Just as I was about to graduate from my twenties, I found myself in a career transition for the first time since college. Just after losing my job to budget cuts, I began regularly babysitting for one amazing family, and filling in for several others. The family that I regularly nanny for is incredible, and a sitter’s dream (minus the typical preschool behavior), but not every family is quite as easy to work with. Over the past six months of transition, I have heard many families say how difficult it is to find (and keep!) a sitter. The following are learnings from several years of babysitting experience. I realize that my takeaways may not be possible for everyone, but hope that you find them beneficial!
– If you have a standard rate for sitters, it is helpful to mention it to a new sitter upon scheduling, so there are no surprises later. It isn’t especially helpful to anyone to ask the sitter for her normal rate at the end of a job unless you are actually willing to pay their rate. I would advise asking for typical rates from other parents with families similar to yours and go from there. A few quick texts prevent either party from getting the short end of the stick.

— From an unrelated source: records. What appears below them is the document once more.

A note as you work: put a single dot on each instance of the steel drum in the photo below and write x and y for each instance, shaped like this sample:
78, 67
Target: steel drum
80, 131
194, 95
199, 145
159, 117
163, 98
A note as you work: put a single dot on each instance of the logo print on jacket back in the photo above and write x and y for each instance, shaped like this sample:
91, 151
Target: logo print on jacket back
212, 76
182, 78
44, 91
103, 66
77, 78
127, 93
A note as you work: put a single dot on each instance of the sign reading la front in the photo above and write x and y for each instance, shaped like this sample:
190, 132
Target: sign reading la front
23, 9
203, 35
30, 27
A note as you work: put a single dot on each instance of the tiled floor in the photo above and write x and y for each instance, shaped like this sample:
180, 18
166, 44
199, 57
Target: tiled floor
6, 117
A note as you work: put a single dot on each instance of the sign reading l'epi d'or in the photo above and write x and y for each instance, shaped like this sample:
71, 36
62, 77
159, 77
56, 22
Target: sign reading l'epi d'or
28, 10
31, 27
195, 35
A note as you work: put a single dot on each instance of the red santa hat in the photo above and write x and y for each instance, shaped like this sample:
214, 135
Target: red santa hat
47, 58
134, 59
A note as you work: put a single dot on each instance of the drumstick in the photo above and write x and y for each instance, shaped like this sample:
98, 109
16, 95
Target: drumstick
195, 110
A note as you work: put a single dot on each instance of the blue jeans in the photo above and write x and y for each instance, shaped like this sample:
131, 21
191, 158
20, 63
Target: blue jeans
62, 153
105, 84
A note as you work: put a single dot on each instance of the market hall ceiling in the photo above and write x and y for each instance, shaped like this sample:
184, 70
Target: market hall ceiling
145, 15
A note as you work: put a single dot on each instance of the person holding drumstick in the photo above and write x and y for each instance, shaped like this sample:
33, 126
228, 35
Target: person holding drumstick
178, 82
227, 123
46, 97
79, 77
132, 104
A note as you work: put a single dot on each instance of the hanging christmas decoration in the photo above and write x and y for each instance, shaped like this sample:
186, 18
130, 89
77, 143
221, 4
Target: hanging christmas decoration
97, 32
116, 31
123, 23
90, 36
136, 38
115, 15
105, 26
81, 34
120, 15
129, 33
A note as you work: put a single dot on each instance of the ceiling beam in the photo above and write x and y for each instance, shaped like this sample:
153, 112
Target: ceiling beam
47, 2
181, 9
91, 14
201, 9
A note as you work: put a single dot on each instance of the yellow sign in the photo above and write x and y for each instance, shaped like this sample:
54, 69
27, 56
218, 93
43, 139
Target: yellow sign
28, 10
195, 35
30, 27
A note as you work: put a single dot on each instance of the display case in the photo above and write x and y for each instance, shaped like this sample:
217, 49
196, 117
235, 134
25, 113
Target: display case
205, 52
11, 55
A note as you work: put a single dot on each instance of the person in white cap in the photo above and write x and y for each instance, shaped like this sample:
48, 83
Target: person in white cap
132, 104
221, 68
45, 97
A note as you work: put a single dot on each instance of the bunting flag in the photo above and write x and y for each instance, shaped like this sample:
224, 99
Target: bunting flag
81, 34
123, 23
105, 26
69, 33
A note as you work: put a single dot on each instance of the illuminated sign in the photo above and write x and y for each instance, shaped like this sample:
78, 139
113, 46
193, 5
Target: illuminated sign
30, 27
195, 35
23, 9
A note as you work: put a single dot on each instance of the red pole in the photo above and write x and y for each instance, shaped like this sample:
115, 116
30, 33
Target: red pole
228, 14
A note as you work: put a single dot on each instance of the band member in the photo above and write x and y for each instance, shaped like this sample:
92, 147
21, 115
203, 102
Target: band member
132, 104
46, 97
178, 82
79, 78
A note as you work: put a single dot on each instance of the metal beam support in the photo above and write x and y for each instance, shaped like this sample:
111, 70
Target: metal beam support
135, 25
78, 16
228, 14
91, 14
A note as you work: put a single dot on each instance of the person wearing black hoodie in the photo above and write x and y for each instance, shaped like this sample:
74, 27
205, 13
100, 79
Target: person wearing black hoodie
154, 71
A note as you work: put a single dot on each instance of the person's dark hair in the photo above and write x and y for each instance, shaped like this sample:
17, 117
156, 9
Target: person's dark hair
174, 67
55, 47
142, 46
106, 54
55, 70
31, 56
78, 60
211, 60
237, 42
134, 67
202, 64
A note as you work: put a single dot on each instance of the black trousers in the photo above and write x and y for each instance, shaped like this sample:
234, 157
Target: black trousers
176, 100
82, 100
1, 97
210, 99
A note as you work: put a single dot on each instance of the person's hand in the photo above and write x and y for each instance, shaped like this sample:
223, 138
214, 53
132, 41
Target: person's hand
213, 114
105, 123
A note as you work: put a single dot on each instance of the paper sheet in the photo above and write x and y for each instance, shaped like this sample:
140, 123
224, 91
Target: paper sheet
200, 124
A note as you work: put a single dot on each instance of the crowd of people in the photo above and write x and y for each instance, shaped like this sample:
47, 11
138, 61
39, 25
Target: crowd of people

– Sharing a sitter is a great way to get out of a last minute bind, but should not be considered a “”buy-one-get-one”” deal. While I personally do not expect to receive 100% compensation from both families (some sitters do!), I do expect higher pay. Also, unless you have negotiated a regular sitter/nanny share, your sitter may not appreciate your make a habit of it.

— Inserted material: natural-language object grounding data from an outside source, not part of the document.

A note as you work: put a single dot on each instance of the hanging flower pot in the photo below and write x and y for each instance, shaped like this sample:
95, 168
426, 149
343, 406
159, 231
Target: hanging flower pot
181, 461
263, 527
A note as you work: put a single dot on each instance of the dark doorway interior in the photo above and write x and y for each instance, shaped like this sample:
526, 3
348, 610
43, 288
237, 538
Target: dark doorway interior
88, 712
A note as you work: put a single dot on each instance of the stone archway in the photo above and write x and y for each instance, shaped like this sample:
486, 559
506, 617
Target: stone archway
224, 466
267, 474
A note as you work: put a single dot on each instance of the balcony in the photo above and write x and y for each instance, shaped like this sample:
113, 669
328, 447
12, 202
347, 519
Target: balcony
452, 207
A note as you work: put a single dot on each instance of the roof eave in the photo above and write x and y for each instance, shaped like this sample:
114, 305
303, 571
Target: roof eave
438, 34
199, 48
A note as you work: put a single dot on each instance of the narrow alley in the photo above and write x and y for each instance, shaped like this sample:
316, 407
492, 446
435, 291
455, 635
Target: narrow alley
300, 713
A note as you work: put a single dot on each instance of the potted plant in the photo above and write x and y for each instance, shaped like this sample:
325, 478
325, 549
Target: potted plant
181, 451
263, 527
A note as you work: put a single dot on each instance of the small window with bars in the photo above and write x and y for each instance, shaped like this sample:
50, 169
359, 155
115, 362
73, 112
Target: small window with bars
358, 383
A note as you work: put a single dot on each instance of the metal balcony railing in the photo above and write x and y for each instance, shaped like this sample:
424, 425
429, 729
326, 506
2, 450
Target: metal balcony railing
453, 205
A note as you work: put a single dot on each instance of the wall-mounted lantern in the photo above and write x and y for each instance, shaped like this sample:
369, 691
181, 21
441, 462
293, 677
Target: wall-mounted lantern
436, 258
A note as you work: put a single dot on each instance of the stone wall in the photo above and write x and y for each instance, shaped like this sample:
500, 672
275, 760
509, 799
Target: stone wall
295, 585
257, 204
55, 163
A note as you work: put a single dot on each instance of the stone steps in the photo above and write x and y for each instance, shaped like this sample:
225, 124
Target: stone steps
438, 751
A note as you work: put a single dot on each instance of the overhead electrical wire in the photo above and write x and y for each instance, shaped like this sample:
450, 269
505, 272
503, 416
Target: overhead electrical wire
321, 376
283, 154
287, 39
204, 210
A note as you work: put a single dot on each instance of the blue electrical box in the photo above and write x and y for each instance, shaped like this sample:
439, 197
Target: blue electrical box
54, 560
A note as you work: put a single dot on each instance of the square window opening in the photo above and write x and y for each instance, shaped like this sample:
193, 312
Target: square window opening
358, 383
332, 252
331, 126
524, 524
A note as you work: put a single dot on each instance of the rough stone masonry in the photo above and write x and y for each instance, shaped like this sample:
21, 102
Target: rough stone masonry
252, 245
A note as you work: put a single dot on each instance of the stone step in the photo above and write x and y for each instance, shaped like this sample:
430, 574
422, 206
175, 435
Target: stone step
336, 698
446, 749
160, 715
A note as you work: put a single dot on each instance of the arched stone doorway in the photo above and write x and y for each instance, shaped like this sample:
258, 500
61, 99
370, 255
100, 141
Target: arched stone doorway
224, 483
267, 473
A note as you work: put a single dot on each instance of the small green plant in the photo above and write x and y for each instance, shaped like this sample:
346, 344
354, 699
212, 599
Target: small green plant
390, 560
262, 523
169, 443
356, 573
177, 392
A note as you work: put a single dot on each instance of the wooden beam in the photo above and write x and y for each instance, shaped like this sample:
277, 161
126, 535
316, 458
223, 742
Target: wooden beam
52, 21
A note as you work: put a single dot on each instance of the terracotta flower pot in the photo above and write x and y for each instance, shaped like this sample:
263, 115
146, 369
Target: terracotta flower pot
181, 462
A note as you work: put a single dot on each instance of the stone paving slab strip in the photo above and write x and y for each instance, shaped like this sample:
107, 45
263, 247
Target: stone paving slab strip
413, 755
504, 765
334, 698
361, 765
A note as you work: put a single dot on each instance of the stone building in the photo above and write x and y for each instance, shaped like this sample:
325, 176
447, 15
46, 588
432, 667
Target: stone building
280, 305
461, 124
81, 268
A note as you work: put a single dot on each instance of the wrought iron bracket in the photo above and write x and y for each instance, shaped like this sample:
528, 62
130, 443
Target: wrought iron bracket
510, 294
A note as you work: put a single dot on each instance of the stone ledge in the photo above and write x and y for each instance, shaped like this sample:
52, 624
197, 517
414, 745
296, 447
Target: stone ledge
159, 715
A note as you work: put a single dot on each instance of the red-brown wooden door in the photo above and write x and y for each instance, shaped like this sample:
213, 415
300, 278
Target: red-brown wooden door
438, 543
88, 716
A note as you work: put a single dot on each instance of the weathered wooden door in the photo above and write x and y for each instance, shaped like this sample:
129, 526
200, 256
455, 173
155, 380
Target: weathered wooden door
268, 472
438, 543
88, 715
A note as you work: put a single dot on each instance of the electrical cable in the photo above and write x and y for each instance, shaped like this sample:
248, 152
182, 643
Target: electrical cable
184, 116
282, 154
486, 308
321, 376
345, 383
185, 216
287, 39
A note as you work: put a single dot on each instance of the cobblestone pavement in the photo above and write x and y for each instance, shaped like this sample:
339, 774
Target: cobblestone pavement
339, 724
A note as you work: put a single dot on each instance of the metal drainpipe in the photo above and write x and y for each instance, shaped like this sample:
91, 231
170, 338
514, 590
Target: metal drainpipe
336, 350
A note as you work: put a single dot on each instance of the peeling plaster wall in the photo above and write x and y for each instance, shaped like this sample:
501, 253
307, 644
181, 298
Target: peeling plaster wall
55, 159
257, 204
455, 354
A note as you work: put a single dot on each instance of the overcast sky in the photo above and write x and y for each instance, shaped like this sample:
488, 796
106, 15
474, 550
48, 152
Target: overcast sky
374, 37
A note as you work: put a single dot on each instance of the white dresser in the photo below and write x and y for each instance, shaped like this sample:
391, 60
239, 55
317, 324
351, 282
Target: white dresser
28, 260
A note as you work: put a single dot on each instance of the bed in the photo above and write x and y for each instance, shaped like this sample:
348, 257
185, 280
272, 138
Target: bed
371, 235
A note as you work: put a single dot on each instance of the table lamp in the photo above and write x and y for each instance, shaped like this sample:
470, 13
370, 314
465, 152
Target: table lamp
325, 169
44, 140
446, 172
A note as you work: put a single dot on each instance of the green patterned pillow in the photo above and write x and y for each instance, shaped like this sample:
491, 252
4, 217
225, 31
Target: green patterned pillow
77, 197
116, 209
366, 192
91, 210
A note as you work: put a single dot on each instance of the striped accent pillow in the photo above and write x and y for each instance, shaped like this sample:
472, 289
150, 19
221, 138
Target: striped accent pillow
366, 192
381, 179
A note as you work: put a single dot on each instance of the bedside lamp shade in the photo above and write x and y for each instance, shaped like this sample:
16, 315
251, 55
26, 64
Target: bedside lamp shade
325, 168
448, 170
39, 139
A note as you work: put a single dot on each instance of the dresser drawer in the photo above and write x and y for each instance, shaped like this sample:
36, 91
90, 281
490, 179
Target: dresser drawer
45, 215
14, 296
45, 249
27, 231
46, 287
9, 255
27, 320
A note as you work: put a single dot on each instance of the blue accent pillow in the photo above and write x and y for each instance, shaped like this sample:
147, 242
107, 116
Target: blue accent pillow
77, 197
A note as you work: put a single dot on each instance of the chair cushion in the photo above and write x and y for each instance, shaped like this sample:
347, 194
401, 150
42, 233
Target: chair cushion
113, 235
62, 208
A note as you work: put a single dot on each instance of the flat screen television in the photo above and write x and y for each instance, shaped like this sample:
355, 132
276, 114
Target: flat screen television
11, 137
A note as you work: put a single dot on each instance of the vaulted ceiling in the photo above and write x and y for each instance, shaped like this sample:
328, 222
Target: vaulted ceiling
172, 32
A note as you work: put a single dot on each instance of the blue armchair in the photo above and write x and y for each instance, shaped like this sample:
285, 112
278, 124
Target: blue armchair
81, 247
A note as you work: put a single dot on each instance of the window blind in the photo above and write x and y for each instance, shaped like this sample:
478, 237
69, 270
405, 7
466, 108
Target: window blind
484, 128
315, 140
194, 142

– If you are making changes to medications, dropping them entirely, or really if anything is happening that may alter your child’s behavior, please, please, please mention it before you leave the sitter in charge. Even if it doesn’t seem like a big deal to you, it is so helpful for a sitter to know this going into time together, especially if the sitter will be staying for an extended period of time (full day, overnight, etc).
– Please be mindful that the sitter may turn down other jobs if you have booked her far enough in advance. If something comes up and you need to cancel at the last minute (within 24 hours), offering to pay the sitter a percentage goes a long way. The sitter may not take you up on it, but it will definitely keep him or her coming back!
– If you regularly hire sitters for a full day or an overnight (or some situation that you would like the sitter to take your children somewhere), please be realistic about the cost of outings. Leaving twenty-five dollars for four children and a sitter on a long weekend is likely to leave everyone bouncing off the walls. It is also helpful to have some extra cash on hand in case of an emergency.
– Be realistic with any “”extras”” you have asked the sitter to complete while in your home. While it completely makes sense to ask a sitter to start dinner or do a few chores around the house while your infant is napping, it may not be feasible in every situation. Some days keeping a few crazy preschoolers alive is hard enough!
– If you are comfortable with it, give the sitter options! The family that I regularly babysit has two extra booster seats for the car and a “”sitter wallet”” with all membership cards inside. They also keep cash inside the wallet as well and have a budget for outings. I would never expect this from an occasional babysitting job, but it is extremely helpful to have this resource when I babysit little extroverts daily and am always looking for new activities. Side note: I am a 29-year-old responsible driver. I know this may not work in every situation, especially with a younger sitter or a busier city. Obviously go with what makes you comfortable.
Again, I know these may not be applicable to everyone, but I hope you have found something beneficial in your quest for a great babysitter!”